Providing free wireless connectivity in-store is proving increasingly popular as retailers recognise how it can enhance customer engagement and also enable store employees to better serve shoppers on the shop-floor. By Glynn Davis

GENERAL MERCHANDISE

Wireless set to dramatically boost in-store experience

Providing free wireless connectivity in-store is proving increasingly popular as retailers recognise how it can enhance customer engagement and also enable store employees to better serve shoppers on the shop-floor. By Glynn Davis

Ahead of his presentation at the Retail Bulletin In-store Engagement Conference 2012 in London on July 10 Steve Moore, leader of customer experience at The Carphone Warehouse, ran through his thinking on utilising wi-fi in the mobile retailer’s stores.

With 15% of Google searches undertaken on mobile devices and 20% of the hits on Carphone’s website originating from such technology Moore says it is clear that “particularly in developed nations people are using mobiles as their first point of reference”. Within the multi-channel journey mobile devices are proving an increasingly important component.
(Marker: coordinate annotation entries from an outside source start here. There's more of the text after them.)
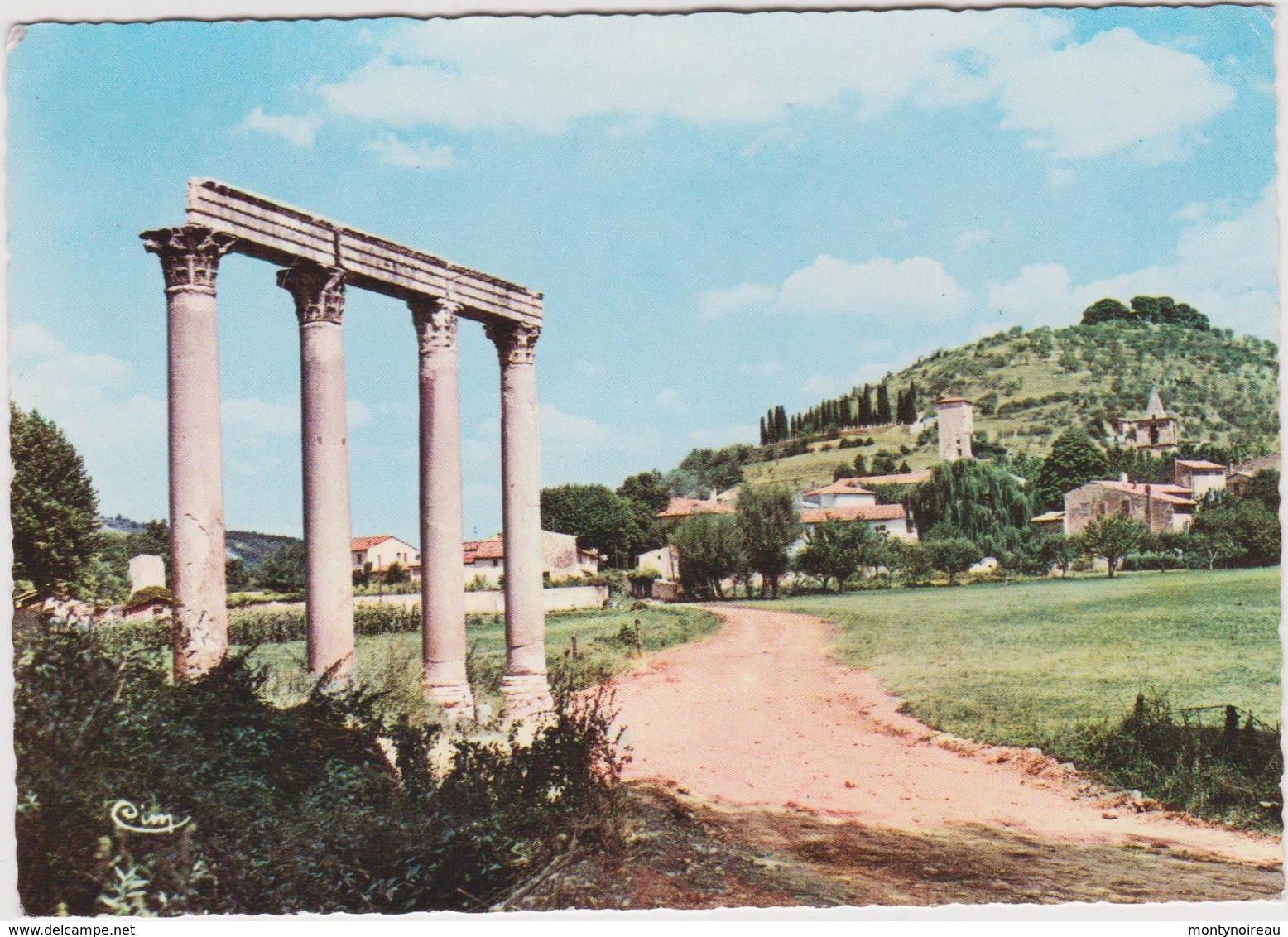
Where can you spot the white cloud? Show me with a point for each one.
(417, 155)
(1114, 92)
(917, 287)
(720, 303)
(300, 132)
(774, 137)
(669, 398)
(972, 238)
(261, 417)
(1223, 266)
(760, 368)
(1060, 178)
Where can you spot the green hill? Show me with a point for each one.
(1028, 387)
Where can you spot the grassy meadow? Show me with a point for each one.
(1021, 663)
(391, 663)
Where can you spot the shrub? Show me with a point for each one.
(1218, 762)
(292, 809)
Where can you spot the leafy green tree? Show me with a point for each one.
(977, 498)
(53, 506)
(1113, 537)
(1264, 487)
(282, 570)
(709, 547)
(768, 524)
(1104, 310)
(236, 575)
(1061, 551)
(1074, 459)
(597, 515)
(954, 555)
(704, 470)
(646, 494)
(884, 463)
(831, 552)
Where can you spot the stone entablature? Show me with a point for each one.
(321, 259)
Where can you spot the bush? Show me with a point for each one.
(291, 809)
(1216, 762)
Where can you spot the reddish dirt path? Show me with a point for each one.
(757, 716)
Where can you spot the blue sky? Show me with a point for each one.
(725, 213)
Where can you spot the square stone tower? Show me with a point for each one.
(956, 428)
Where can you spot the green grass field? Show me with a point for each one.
(1019, 665)
(391, 663)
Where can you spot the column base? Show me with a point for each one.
(454, 699)
(526, 698)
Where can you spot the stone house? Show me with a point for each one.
(884, 519)
(1160, 507)
(382, 551)
(843, 493)
(1154, 431)
(1199, 477)
(560, 558)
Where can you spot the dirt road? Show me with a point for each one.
(759, 717)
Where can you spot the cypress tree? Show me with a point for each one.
(866, 407)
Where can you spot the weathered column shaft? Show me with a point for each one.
(525, 685)
(190, 259)
(442, 566)
(319, 295)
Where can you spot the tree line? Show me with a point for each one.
(1156, 310)
(854, 410)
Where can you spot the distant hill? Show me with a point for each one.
(250, 546)
(1030, 385)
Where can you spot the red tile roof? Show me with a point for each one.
(817, 515)
(915, 478)
(491, 549)
(1172, 494)
(687, 507)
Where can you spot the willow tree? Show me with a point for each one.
(974, 498)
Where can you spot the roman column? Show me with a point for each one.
(190, 260)
(319, 292)
(442, 568)
(525, 685)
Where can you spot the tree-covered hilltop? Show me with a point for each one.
(1030, 387)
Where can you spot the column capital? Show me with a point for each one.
(319, 291)
(435, 322)
(190, 255)
(516, 341)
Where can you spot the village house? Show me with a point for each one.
(687, 507)
(1160, 507)
(843, 493)
(1199, 477)
(382, 551)
(560, 558)
(882, 519)
(1241, 473)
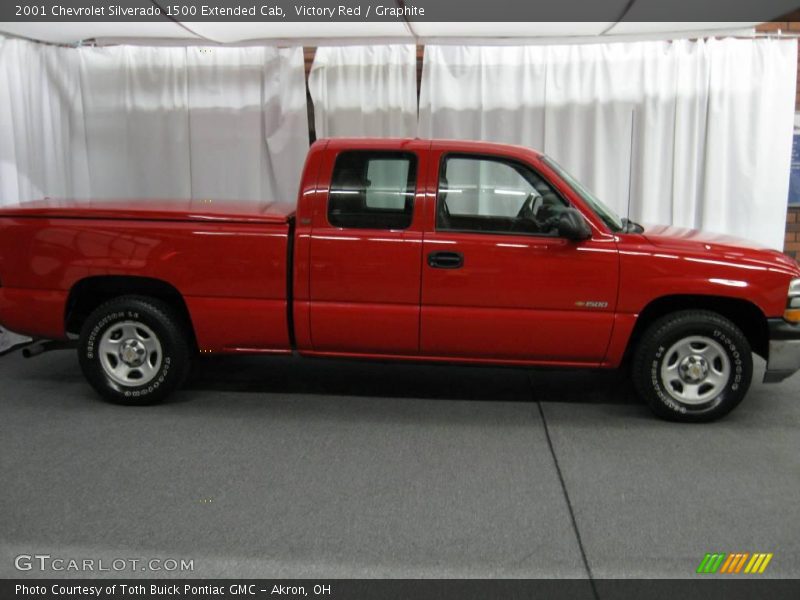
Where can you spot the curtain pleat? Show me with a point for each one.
(695, 134)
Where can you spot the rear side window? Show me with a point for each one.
(373, 190)
(492, 195)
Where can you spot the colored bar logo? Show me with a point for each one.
(734, 563)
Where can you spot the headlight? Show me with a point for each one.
(792, 312)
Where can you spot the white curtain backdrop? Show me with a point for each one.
(699, 132)
(139, 122)
(364, 91)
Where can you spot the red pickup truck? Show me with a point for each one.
(409, 250)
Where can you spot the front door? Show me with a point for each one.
(498, 282)
(365, 257)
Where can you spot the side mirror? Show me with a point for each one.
(572, 225)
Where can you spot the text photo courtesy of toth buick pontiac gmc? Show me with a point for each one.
(449, 251)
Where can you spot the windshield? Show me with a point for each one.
(608, 216)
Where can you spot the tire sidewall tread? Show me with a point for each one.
(667, 330)
(158, 316)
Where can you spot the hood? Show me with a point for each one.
(729, 247)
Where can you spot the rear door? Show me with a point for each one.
(498, 282)
(365, 250)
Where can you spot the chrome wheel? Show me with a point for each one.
(130, 353)
(695, 370)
To facilitate their seamless use within its stores Carphone Warehouse, like a growing number of retailers, is introducing free wi-fi within its outlets. This is part of a multi-million pound investment with BT to put broadband into its stores that will give its customers free wi-fi and also provide the business with further bandwidth to drive other projects.

“If you can get free wi-fi with a £2 coffee then it should be pretty easy to give wi-fi to customers in most stores. It’s in the first few Carphone Warehouse stores and will take a while to roll out to all the shops but it will [ultimately] enable four layers of wi-fi with some of this visible to customers and some not – this will be for our own devices,” explains Moore.  

To boost customer engagement he says Carphone will be able to push relevant content to devices when customers pick them up. This might involve a certain level of personalisation as some devices are able to detect – via motion sensing and their cameras – some broad characteristics of the customer using them.

This interaction could be fully tailored if the customer enters a specific code or scans their individual QR code – which might then display details of their existing mobile contract and other personalised content.

What makes this valid, according to Moore, is the fact everybody is now becoming technology-literate: “People, our customers, now have the vocabulary set for this. Previously my dad didn’t know about technology but he’s now using an iPad. People are less scared of technology today.”

What many retailers have planned is communicating directly with their customers while they are in-store and logged on to the company’s free wi-fi connection. But he warns that care will have to be taken.

“If retailers are trying to sell something then it’s about the context, it’s all permission-based. When do people want to receive other things on their phone? It’s about the context of the activity they are doing at the time so advertising does not feel like friction. You don’t want to screw-up the customer experience,” says Moore.

He says there are examples of big companies that have been warned about advertising to customers without first getting the “buy-in” from them: “There are a range of sensibilities and regulations around this.”

At Carphone Warehouse the in-store wireless capability will also enhance employee engagement as Moore says it will provide the business with the ability to remotely manage devices – using the broadband capacity and device management tools - changing what they look like in individual stores thereby tailoring the content within certain locations around the country.

Additional benefits involve the potential to remove the traditional fixed Point-of-Sale (PoS) terminals from stores and instead use interactive mobile devices. With such technology now appearing in-store, and connected up wirelessly, Moore suggests it will also provide the opportunity better manage paper levels thereby increasing efficiency and reducing wastage.